Tech

Meta’s Data2vec 2.0: Second Time Faster


Overlapping image of a large black dog and words "I drink black tea"

Meta’s Data2vec is an example of a generalized neural network that can use the exact same code to process data patterns in different ways — in this case, speech, text, and images — – and make predictions about that data.

Bayevski et al.

What do you do once you have proven your point in a neural network?

Doing it faster is an answer.

On Tuesday, Meta Properties, the owner of Facebook, Instagram and WhatsApp, unveiled Data2vec 2.0, a revamp of a Neural nets introduced earlier this year acts as a kind of generalization, performing tasks related to text, image, and speech data with the same basic approach for all three.

For the second time, Meta scientists made the program faster and, in some cases, more accurate in benchmarking tests of machine learning tasks.

“Data2vec 2.0 shows that the training speed of self-supervised learning can be significantly improved without reducing the accuracy of the downstream task,” said authors Alexei Baevski, Arun Babu, Wei-Ning Hsu and Michael Auli, four of the authors of the original write. Data2vec paper, in this new work, Effective self-supervised learning with contextual goal representations for vision, speech, and language, Posted on arXiv.

Also: What is ChatGPT and why is it important?

The only achievement of this second Data2vec is the reduction of Data2vec training time. Neural network training is usually measured in “epochs”, that is, the number of times the neural network is given training examples. It can also be measured by wall clock time, literally hours, minutes and days counted from start to finish.

“Tests show that Data2vec 2.0 can achieve the same accuracy as many popular algorithms currently available with 2-16 times the training speed,” they wrote.

The name Data2vec is a pun on a program for an “embedded” language Developed at Google in 2013 called Word2vec. That program predicted how words would group together, and so word2vec is a representation of a neural network designed for a specific type of data, in that case text.

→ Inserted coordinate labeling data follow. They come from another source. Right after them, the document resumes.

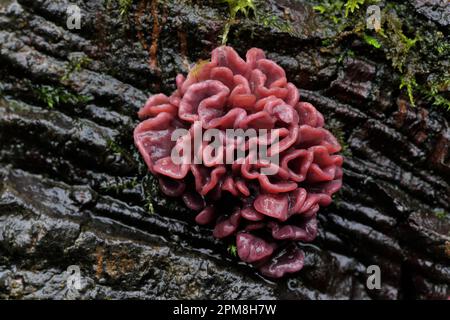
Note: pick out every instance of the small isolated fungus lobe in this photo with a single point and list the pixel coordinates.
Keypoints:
(270, 213)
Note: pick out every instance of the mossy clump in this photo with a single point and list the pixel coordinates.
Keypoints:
(414, 49)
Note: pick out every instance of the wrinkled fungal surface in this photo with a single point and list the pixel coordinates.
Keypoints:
(270, 213)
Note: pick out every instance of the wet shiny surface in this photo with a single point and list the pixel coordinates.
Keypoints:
(71, 188)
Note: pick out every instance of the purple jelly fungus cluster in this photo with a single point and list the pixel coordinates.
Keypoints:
(267, 214)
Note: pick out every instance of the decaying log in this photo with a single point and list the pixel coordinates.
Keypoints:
(73, 190)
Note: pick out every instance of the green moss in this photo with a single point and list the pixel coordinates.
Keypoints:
(372, 41)
(54, 96)
(409, 82)
(352, 5)
(232, 249)
(440, 214)
(409, 47)
(75, 65)
(120, 184)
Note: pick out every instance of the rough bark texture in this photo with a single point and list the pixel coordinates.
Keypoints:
(73, 190)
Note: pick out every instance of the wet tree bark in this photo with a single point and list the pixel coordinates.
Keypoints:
(73, 190)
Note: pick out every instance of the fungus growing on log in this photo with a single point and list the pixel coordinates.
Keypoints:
(271, 212)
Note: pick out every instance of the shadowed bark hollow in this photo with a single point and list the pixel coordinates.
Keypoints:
(74, 191)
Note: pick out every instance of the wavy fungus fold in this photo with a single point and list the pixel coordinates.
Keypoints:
(272, 213)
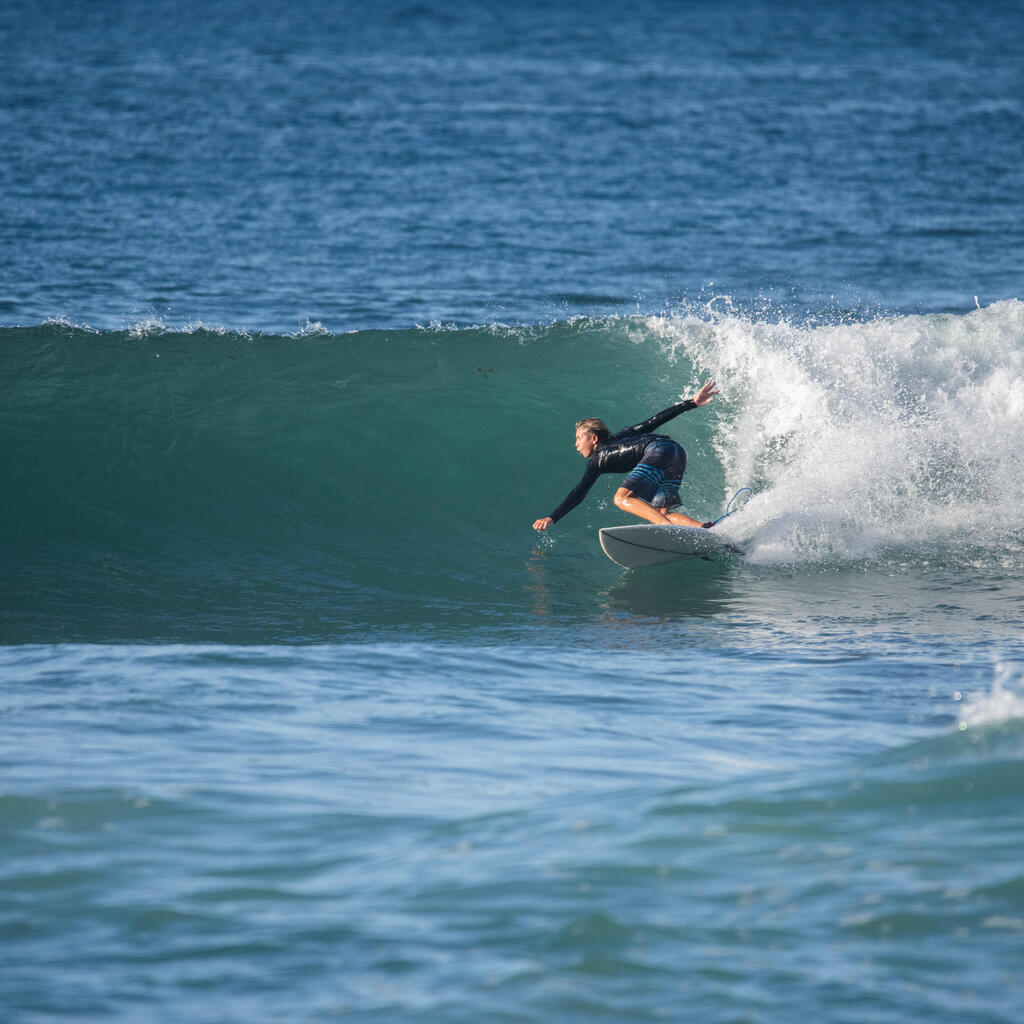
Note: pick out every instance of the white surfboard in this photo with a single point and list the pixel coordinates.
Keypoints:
(647, 544)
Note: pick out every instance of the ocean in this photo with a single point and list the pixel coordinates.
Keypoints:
(301, 720)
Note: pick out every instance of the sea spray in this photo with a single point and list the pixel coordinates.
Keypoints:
(860, 436)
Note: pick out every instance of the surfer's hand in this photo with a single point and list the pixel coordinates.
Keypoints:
(706, 393)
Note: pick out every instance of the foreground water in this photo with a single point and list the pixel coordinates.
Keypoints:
(275, 751)
(300, 719)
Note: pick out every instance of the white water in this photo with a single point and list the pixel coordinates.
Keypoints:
(858, 437)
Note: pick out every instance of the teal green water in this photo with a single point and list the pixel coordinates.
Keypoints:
(301, 721)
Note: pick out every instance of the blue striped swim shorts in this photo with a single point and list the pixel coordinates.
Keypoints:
(657, 476)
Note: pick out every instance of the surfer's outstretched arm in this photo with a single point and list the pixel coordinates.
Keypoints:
(648, 426)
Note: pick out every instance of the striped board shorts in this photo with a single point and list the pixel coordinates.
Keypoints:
(658, 474)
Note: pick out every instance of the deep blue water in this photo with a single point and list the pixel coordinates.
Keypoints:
(301, 721)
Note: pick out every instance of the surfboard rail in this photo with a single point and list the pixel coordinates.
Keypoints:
(647, 544)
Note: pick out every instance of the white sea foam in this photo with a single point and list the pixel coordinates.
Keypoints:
(1000, 704)
(857, 436)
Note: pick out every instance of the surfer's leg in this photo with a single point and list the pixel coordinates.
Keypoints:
(651, 489)
(681, 519)
(634, 504)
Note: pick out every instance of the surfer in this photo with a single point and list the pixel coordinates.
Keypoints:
(653, 463)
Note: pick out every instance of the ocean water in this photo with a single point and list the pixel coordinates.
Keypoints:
(301, 721)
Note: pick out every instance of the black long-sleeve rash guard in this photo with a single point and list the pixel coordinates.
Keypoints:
(620, 454)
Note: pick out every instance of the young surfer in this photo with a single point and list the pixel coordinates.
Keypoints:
(653, 464)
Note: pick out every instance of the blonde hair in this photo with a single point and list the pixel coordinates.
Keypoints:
(594, 426)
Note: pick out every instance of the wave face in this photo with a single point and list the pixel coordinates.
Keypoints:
(202, 483)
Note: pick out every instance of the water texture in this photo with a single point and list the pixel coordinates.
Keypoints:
(300, 720)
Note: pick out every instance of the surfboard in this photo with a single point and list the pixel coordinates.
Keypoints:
(646, 544)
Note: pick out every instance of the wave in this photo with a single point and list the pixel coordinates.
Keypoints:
(255, 478)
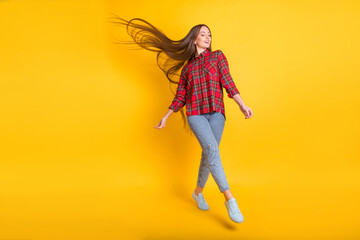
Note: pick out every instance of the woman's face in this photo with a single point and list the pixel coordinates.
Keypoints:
(203, 39)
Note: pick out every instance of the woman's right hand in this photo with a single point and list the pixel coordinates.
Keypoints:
(161, 124)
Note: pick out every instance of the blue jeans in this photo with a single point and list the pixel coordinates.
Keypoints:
(208, 129)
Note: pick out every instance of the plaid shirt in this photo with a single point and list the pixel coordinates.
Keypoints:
(201, 82)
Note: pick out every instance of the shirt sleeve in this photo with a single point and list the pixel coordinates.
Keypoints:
(180, 96)
(225, 76)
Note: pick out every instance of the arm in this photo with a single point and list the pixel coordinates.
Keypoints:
(225, 76)
(178, 101)
(229, 85)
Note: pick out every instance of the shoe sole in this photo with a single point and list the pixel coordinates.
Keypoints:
(227, 208)
(198, 204)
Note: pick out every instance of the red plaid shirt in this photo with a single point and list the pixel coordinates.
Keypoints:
(201, 82)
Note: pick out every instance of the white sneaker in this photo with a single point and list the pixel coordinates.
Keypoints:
(200, 201)
(234, 211)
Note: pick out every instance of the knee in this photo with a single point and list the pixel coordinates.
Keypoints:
(211, 149)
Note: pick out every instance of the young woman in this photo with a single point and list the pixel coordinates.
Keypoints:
(203, 75)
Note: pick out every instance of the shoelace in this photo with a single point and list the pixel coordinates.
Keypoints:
(202, 200)
(234, 208)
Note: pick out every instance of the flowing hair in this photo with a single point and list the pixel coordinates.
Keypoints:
(176, 53)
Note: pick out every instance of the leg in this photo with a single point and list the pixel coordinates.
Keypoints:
(217, 123)
(200, 126)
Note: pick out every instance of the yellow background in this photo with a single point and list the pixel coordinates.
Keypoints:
(80, 158)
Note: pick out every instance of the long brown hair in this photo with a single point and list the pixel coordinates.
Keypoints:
(176, 53)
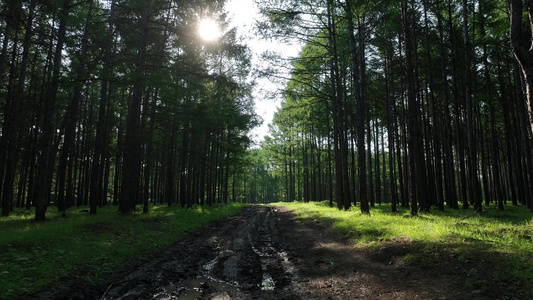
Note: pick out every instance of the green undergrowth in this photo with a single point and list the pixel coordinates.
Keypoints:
(33, 255)
(490, 253)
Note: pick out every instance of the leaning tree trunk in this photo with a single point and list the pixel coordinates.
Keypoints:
(41, 195)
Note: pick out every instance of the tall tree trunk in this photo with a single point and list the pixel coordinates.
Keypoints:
(418, 185)
(132, 140)
(361, 113)
(41, 195)
(101, 132)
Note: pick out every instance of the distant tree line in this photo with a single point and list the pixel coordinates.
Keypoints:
(119, 102)
(415, 103)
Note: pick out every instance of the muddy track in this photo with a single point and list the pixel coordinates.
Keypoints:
(266, 253)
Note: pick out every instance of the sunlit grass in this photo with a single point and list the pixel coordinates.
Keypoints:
(500, 241)
(85, 246)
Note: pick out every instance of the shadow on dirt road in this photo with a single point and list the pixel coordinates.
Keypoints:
(266, 253)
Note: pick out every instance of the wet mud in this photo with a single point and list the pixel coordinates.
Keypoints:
(266, 253)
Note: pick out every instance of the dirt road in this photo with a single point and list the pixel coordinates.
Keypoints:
(266, 253)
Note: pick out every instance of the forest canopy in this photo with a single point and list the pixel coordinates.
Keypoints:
(119, 102)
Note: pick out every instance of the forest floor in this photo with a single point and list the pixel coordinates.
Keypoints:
(265, 252)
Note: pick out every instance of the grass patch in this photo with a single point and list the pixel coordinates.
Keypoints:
(490, 253)
(85, 246)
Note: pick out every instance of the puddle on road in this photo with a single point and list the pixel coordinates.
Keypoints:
(268, 282)
(191, 289)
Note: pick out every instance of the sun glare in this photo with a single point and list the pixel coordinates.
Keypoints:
(209, 30)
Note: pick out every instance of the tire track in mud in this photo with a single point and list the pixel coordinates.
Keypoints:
(265, 252)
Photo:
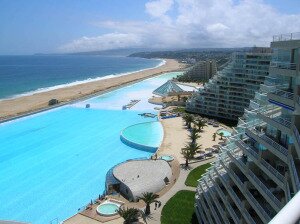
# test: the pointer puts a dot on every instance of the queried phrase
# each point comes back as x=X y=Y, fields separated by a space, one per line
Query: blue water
x=23 y=74
x=225 y=132
x=148 y=134
x=55 y=162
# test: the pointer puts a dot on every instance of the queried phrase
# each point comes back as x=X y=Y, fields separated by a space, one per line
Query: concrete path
x=179 y=185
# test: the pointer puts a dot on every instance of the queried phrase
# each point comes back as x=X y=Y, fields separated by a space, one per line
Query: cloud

However, in the case of Data2vec, Baevski and colleagues are using a neural network called Transformer, developed by Ashish Vaswani and colleagues. at Google in 2017and extend it to use for many data types. The same structure of the neural network can be used to train all three — images, speech, and text — without being altered to fit the characteristics of any of them, making it become a general program.

Baevski and colleagues extended Transformer to what is known as “self-supervised” learning. In a self-monitoring environment, neural networks are trained by going through several stages where their results are compared.

First, the network compresses a sample of data, known as constructing the input data representation. Then the second instance of the network has some “hidden” input data items, which are not revealed. It has to reconstruct the representation that the first version of the network built, which forces the second network to build a better model of how the data fits together by essentially filling in the blanks.

Also: The real goal of AI may no longer be intelligence

The two networks — the one with the compressed representation of the full, unmasked input and the one with the incomplete version it’s trying to perfect — are called Teacher and Student, respectively. The Student Network tries to develop the meaning of the data, if you will, by recreating what the Teacher has achieved despite the obfuscation.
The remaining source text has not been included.